İşçileri işgale iten talepler nelerdi?

· Greif işçileri fabrikada taşeronluğun kaldırılmasını istediler. Sadece kadrolu işçilerin sendikalaşma hakkı olmasına rağmen kadrolu işçiler taslaklarına taşeronluğun kaldırılmasını da koydular. Böylece işçileri fabrikaların içinde de parçalayan uygulamalara karşı “işçilerin birliği” şiarıyla hareket ettiler. Greif işçilerinin kırmızı çizgi olarak belirlediği taleplerine patronlar ve sendika yönetimi “hayalci” olmayın diyerek karşı koydular. Direnişin ilk günlerinde kadrolu işçilere Greif yönetimi sendika aracılığıyla haber ileterek “taşeronların kaldırılması haricindeki bütün taleplerinizi kabul ediyoruz. Direnişi bitirin” teklifinde bulundu. Onurlu Greif işçileri “taşeronluğun kaldırılması kırmızı çizgimizdir, ya hep beraber ya hiç birimiz” diyerek birlikte yola çıktıkları arkadaşlarını satmadılar.

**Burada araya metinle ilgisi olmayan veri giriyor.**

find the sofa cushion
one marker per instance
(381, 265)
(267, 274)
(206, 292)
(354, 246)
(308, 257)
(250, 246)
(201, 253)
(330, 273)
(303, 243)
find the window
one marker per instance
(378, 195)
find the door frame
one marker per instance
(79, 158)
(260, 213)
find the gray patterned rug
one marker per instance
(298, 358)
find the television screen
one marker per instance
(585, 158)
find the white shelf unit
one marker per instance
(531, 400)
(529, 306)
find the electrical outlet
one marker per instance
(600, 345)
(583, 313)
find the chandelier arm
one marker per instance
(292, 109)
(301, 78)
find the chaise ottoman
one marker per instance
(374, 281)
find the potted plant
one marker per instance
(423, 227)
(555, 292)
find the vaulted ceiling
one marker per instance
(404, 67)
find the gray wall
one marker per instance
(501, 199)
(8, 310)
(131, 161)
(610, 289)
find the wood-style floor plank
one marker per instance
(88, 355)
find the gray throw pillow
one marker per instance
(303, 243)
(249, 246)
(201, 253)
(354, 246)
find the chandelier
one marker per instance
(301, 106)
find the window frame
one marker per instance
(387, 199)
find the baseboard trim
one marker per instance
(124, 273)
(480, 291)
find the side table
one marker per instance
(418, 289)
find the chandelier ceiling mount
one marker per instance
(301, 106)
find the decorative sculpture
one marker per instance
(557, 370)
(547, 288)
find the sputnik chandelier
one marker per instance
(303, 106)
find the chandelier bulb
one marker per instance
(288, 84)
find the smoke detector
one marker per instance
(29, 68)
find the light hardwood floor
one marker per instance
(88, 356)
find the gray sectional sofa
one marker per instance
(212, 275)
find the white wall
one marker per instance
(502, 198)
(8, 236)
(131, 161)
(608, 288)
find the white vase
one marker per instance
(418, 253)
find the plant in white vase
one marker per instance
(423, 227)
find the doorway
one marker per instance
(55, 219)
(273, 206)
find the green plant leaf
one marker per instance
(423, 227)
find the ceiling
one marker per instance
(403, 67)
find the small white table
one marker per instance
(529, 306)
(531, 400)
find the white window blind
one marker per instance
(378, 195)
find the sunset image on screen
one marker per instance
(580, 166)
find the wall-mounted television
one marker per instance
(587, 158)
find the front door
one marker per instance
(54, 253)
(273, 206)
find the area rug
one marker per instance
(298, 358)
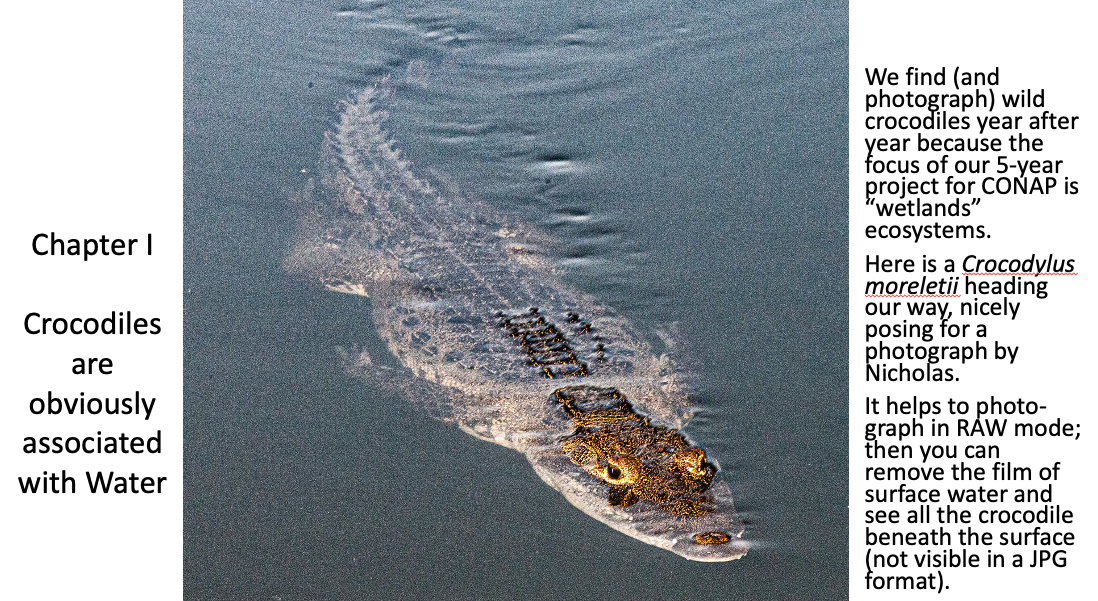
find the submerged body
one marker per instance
(493, 341)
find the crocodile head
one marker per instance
(650, 477)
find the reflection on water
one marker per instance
(690, 158)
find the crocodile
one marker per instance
(492, 340)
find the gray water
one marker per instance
(691, 158)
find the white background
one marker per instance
(1035, 45)
(92, 145)
(91, 108)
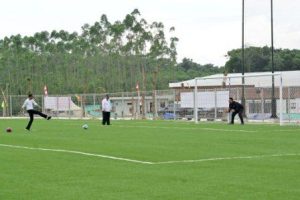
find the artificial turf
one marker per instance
(239, 174)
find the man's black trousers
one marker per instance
(31, 115)
(105, 118)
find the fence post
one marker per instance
(216, 105)
(174, 106)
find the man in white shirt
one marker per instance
(29, 105)
(106, 108)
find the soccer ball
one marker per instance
(8, 130)
(85, 126)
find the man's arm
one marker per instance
(103, 104)
(24, 104)
(35, 103)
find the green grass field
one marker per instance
(148, 160)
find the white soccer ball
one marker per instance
(85, 126)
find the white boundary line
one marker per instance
(77, 152)
(228, 158)
(188, 128)
(147, 162)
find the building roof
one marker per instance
(289, 79)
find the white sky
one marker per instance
(207, 29)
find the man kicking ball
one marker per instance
(235, 108)
(29, 104)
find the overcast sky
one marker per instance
(207, 29)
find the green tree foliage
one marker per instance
(103, 57)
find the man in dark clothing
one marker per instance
(235, 108)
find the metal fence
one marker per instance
(162, 104)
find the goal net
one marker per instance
(262, 102)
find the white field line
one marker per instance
(148, 162)
(228, 158)
(188, 128)
(77, 152)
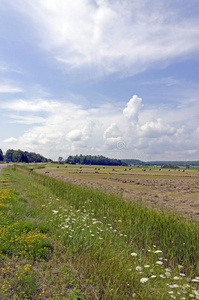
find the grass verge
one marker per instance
(120, 250)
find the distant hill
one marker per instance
(94, 160)
(24, 156)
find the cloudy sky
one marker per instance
(111, 77)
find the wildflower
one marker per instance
(159, 262)
(144, 279)
(195, 280)
(168, 274)
(157, 251)
(134, 254)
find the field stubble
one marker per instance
(170, 189)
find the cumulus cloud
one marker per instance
(37, 105)
(111, 36)
(9, 88)
(10, 140)
(132, 108)
(132, 131)
(155, 129)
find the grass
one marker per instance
(113, 249)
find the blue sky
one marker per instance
(117, 78)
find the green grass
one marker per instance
(109, 244)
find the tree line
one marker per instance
(93, 160)
(22, 156)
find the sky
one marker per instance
(100, 77)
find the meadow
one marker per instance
(64, 241)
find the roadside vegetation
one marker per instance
(62, 241)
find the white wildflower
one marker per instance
(144, 279)
(159, 262)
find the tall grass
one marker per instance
(176, 236)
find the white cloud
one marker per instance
(9, 88)
(37, 105)
(10, 140)
(66, 128)
(112, 36)
(155, 129)
(132, 108)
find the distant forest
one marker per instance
(22, 156)
(137, 162)
(94, 160)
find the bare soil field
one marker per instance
(171, 189)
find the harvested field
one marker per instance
(170, 189)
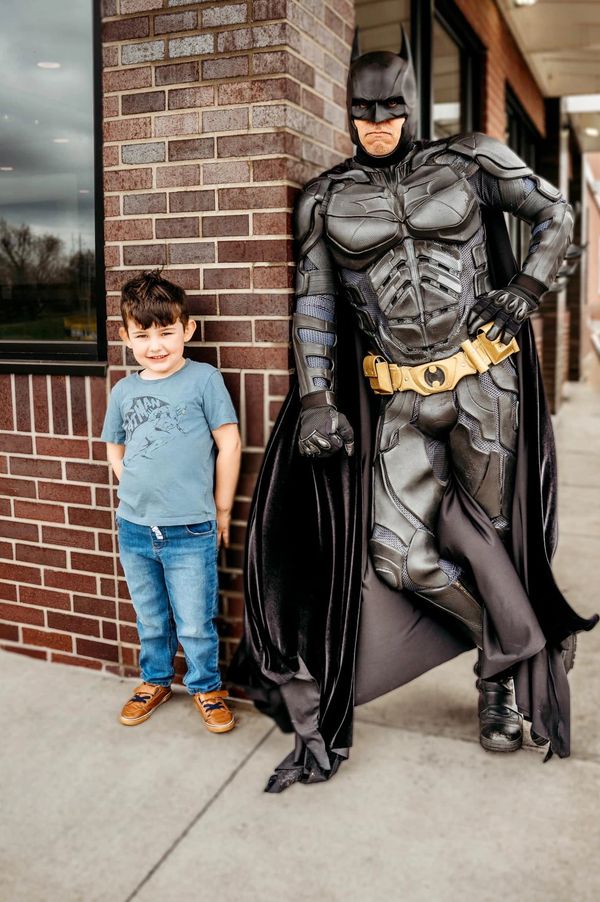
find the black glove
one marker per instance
(508, 308)
(323, 430)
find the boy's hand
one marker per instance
(223, 524)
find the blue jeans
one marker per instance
(171, 574)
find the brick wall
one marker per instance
(505, 63)
(214, 114)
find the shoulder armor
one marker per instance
(490, 154)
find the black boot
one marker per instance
(500, 724)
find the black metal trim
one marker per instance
(14, 354)
(472, 62)
(54, 367)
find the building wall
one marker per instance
(504, 63)
(214, 114)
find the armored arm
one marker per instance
(504, 182)
(323, 429)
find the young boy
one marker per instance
(162, 427)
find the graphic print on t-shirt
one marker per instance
(149, 424)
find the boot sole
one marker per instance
(491, 746)
(134, 721)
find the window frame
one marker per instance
(75, 357)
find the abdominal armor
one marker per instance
(408, 246)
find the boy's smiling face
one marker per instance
(159, 349)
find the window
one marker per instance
(50, 241)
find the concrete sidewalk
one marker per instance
(94, 811)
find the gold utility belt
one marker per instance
(441, 375)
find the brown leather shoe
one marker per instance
(217, 716)
(143, 703)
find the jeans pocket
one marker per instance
(200, 529)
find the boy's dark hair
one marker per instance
(151, 300)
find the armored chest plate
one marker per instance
(364, 220)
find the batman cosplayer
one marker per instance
(405, 510)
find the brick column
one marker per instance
(214, 115)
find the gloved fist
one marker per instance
(324, 431)
(508, 308)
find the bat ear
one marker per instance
(355, 47)
(405, 52)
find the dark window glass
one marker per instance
(380, 23)
(48, 292)
(447, 115)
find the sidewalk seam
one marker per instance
(198, 816)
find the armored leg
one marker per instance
(411, 472)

· Yıllardır Greif fabrikasında çalışan işçiler de sefalet ücreti alıyorlardı. İşçiler maaşlarının insanca yaşamaya yeten seviyeye çıkarılmasını istediler. Ve maaş artışını kırmızı çizgileri olarak belirlediler.

· Fabrikada uygulanan prim sistemi ile patronlar işçileri yarış atı gibi birbirleriyle yarıştırıyordu. Greif işçileri prim uygulamasının ve insan onuruna aykırı diğer uygulamaların kaldırılmasını istediler. Prim yerine yıllık dört maaş ikramiye istediler… Greif işçilerinin öne çıkan en önemli talepleri bunlardı.

Peki, ne oldu?

· Greif işçilerinin onurlu mücadelesini bastırmak için canla başla çalışan patron ve DİSK Tekstil Sendikası ağaları yalanlarla dolu dosyalar hazırlayarak, bazı işçilerin onurlarını parayla satın alarak direnişe polis saldırısını organize ettiler. Polis saldırısından sonra da bir grup onurlu işçi mücadelesini sürdürdü. Bu mücadele sayesinde bütün işçilerin tazminatları ve işgal günlerinin ücretleri kuruşu kuruşuna ödendi.

· Greif yönetimi onurlu işçilerinin mücadelesinden korktuğu için aylarca Hadımköy fabrikasını üretime başlatmadı. DİSK Tekstil yönetimi “siz üretimi başlatın işçileri kontrol etmeyi bize bırakın” diyerek Greif yönetimine defalarca hizmet sözü verdiler. Rıdvan Budak sadakatini bildirmek için defalarca Greif’in Hollanda’daki ofisine gitti.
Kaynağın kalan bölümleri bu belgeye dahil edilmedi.